Increased death toll when we moved from monarchies to democracies


Chapter two of Leonhard’s Pandora’s Box is entitled “Antecedents: Crises and Containment before 1914.”  Most interesting (and alarming) is his drawing attention to the sorts of wars princes engaged in during the period of the monarchies vs. what came later with democracies.  If a prince wanted to go to war with a neighboring prince, he would raise an army assign a commander and off it would go to do the prince’s bidding.  If the commander lost the army, he would not be given another. 

But with the American Civil War all that changed.  With everyone a citizen, the armies that could be raised were limited only by a nation’s population.  More soldiers were killed in America’s Civil War than in all the subsequent wars America was engaged in.  Grant set the standard for Haig.  If you had more soldiers your enemy,  you could trade with him in battle after battle, confident that your enemy would run out of them before you did. 
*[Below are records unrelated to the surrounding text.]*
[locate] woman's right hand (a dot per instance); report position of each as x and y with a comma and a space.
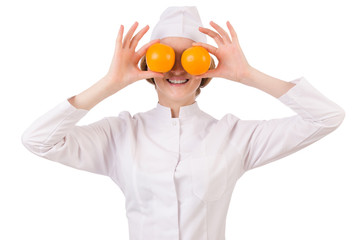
124, 68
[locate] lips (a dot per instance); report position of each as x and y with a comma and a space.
176, 81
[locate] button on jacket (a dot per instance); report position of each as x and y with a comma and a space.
178, 174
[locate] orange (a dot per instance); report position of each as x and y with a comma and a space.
196, 60
160, 57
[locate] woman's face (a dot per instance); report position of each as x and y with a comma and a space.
177, 93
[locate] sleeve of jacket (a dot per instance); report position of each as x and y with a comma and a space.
56, 137
271, 140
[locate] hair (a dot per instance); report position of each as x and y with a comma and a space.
204, 81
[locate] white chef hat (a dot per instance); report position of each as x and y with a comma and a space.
179, 22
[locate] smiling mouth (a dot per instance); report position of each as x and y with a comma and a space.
177, 82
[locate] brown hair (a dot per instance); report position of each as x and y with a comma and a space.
204, 81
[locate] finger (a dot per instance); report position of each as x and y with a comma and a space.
219, 41
142, 51
223, 33
138, 36
127, 38
120, 36
209, 48
233, 34
150, 74
209, 74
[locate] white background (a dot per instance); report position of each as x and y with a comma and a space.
51, 50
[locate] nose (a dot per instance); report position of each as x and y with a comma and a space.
177, 67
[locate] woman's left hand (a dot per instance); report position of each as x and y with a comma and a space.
232, 62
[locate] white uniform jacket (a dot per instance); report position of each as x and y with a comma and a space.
178, 174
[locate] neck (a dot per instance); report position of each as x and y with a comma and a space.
175, 107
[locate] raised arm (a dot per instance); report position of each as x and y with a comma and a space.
122, 72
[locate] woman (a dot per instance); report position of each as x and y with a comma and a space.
176, 165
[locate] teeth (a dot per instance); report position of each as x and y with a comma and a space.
177, 81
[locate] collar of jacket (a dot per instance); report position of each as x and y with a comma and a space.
185, 111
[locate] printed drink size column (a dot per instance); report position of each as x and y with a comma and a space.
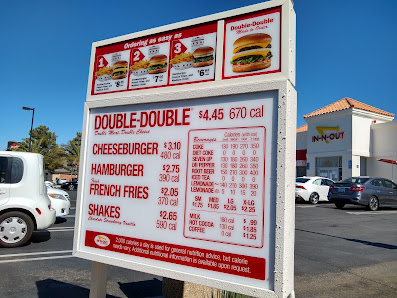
225, 185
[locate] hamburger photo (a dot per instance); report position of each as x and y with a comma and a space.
120, 70
158, 64
203, 56
251, 52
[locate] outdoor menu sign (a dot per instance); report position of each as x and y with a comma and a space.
252, 44
185, 161
170, 58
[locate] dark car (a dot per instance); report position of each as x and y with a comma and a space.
372, 192
70, 185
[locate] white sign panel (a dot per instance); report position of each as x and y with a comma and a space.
184, 186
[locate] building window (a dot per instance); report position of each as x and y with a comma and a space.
329, 167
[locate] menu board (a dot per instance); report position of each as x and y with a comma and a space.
183, 185
252, 44
171, 58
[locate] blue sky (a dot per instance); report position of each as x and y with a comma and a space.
344, 49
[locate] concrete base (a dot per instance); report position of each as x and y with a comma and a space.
178, 289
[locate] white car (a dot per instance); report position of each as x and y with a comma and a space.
312, 189
24, 203
60, 201
61, 181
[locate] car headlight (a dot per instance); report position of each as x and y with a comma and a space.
59, 197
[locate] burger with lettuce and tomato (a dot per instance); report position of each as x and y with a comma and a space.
158, 64
252, 52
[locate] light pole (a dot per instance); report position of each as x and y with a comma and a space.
31, 127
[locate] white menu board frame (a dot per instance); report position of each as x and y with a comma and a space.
274, 248
279, 213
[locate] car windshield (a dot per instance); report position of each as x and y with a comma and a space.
302, 180
357, 180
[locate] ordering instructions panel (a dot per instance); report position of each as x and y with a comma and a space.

Princes were indeed involved in WWI’s beginning, but they had lost much of their power.  Ordinary people were citizens and had rights.  They could also be drafted into armies.  But in 1914 it wasn’t just nations that were contending, it was empires.  Britain, in splendid isolation could draw upon the manpower of an empire larger than anyone else’s. 

Nevertheless the German’s thought they could whip the British and French.   The war degenerated into a trench-warfare stalemate.  The Germans decided to sink the American ships bringing aid to the allies and when they did that America declared war on Germany.  American armies were subsequently assembled.  Initially, Germany wasn’t too worried. It would take America a long time to get their armies to Europe, but when the war dragged on longer than expected, and when the American armies started arriving . . . it was sort of like a chess game.  The Germans seemed to be doing okay, but its best thinkers could see several moves ahead and with larger and larger numbers of Americans arriving, they stood no chance of winning, so they resigned. 

Poorer thinkers later on challenged that decision.  Germany wasn’t properly defeated, they told each other, so they resolved to play the game again and this time all the way to the end.

Leonhard didn’t say all the above.   I have taken the liberty of reasoning from what he has said.  His book is a bit overwhelming – as overwhelming as House of Government, but much more interesting in my opinion.  I have read several books about WWI in the past, but have never encountered much of what Leonhard is presenting, e.g., the increased death-toll of war when we moved from monarchies to democracies.